Documents enter via Python function calls (scan()), CLI, or REST API wrappers.

2. Pre-Flight

  • Structure Check: Verify PDF/DOCX/PPTX/XLSX magic bytes.
  • Size Check: Enforce max_mb limits.
  • Hashing: Compute SHA256 for caching/logging.

3. Fast Scan (Byte-Level)

Scans the raw binary stream without parsing the document structure. - Speed: < 20ms. - Goal: Reject obvious malware, zip bombs, or known signatures immediately.

4. Deep Scan (Parsed)

If the file passes Fast Scan, it is parsed into a standardized logical representation (text blocks, key-value metadata). - Parsers: docling (default, with OCR disabled — text-based PDFs only), pypdf, python-docx. - OCR: Not used by default. DocFirewall scans the text layer; OCR is not required for prompt injection or hidden-text detection.
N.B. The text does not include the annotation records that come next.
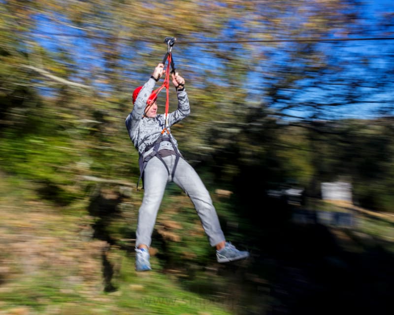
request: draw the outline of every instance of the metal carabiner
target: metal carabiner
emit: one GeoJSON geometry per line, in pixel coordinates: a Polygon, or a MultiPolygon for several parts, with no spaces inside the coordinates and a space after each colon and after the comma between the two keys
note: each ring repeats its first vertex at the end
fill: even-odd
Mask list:
{"type": "Polygon", "coordinates": [[[169,36],[167,36],[164,39],[164,42],[166,43],[167,44],[167,53],[170,53],[171,51],[172,50],[172,46],[174,46],[174,44],[175,43],[176,41],[176,38],[169,36]]]}

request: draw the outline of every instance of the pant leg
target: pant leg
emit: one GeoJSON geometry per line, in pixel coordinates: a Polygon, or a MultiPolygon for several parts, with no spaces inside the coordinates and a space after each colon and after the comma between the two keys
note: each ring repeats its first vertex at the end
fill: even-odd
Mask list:
{"type": "Polygon", "coordinates": [[[141,244],[151,245],[157,213],[168,180],[167,169],[163,162],[154,157],[148,162],[144,172],[144,196],[138,210],[136,247],[141,244]]]}
{"type": "Polygon", "coordinates": [[[225,241],[211,196],[194,168],[184,159],[180,158],[172,180],[186,191],[193,203],[211,246],[225,241]]]}

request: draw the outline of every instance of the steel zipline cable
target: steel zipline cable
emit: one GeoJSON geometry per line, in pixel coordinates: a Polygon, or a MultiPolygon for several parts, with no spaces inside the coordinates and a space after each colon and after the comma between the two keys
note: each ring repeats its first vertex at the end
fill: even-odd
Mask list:
{"type": "MultiPolygon", "coordinates": [[[[0,29],[1,30],[1,29],[0,29]]],[[[43,35],[46,36],[61,36],[66,37],[86,37],[87,38],[96,38],[96,39],[105,39],[106,36],[102,35],[89,35],[84,36],[81,35],[80,34],[74,34],[65,33],[53,33],[50,32],[33,32],[32,33],[35,35],[43,35]]],[[[118,39],[123,40],[130,40],[130,38],[128,37],[119,37],[118,39]]],[[[138,38],[134,37],[133,40],[136,41],[146,42],[157,42],[161,43],[161,41],[157,40],[152,40],[152,38],[138,38]]],[[[370,37],[337,37],[337,38],[319,38],[317,37],[296,37],[294,38],[287,38],[287,39],[280,39],[276,38],[273,39],[230,39],[224,40],[184,40],[182,41],[181,39],[178,37],[177,39],[177,45],[188,45],[190,44],[243,44],[243,43],[279,43],[279,42],[335,42],[335,41],[363,41],[363,40],[394,40],[394,37],[393,36],[370,36],[370,37]]]]}

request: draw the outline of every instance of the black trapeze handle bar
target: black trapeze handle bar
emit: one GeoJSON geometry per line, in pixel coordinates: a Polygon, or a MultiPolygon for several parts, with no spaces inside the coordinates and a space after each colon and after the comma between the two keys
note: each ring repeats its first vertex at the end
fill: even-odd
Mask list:
{"type": "Polygon", "coordinates": [[[171,53],[171,51],[172,50],[172,46],[174,46],[174,44],[175,43],[175,41],[176,41],[176,38],[175,37],[166,37],[164,39],[164,42],[166,44],[167,44],[167,53],[165,55],[164,55],[164,58],[163,58],[163,63],[164,64],[165,64],[165,62],[167,61],[167,58],[168,57],[169,55],[171,55],[171,72],[172,73],[175,73],[175,67],[174,65],[174,60],[172,58],[172,54],[171,53]]]}

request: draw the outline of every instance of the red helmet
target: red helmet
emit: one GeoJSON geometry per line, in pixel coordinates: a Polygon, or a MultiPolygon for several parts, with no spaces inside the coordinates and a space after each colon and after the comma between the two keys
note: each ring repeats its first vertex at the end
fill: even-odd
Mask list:
{"type": "Polygon", "coordinates": [[[134,104],[134,103],[135,102],[135,100],[137,99],[137,96],[138,95],[138,93],[139,93],[139,91],[141,91],[141,89],[142,88],[142,87],[138,87],[135,90],[134,90],[134,92],[132,93],[132,103],[134,104]]]}
{"type": "Polygon", "coordinates": [[[148,98],[148,100],[146,101],[146,105],[152,105],[156,101],[157,99],[157,94],[155,93],[154,92],[151,94],[149,95],[149,97],[148,98]]]}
5. Offline Intelligence (Zero-API Execution)

All processing—including obfuscation normalization (Layer 0), Aho-Corasick phrase matching (Layer 1, < 1 ms), regex fuzzy patterns (Layer 2, < 1 ms), sliding-window BERT sequence classification (Layer 3, ~50 ms with local DeBERTa weights), and optional semantic nearest-neighbour matching (Layer 4)—runs strictly locally on CPU/GPU architecture. There are zero external API calls, protecting PII immediately by default and maintaining strict data residency compliance without relying on third-party services.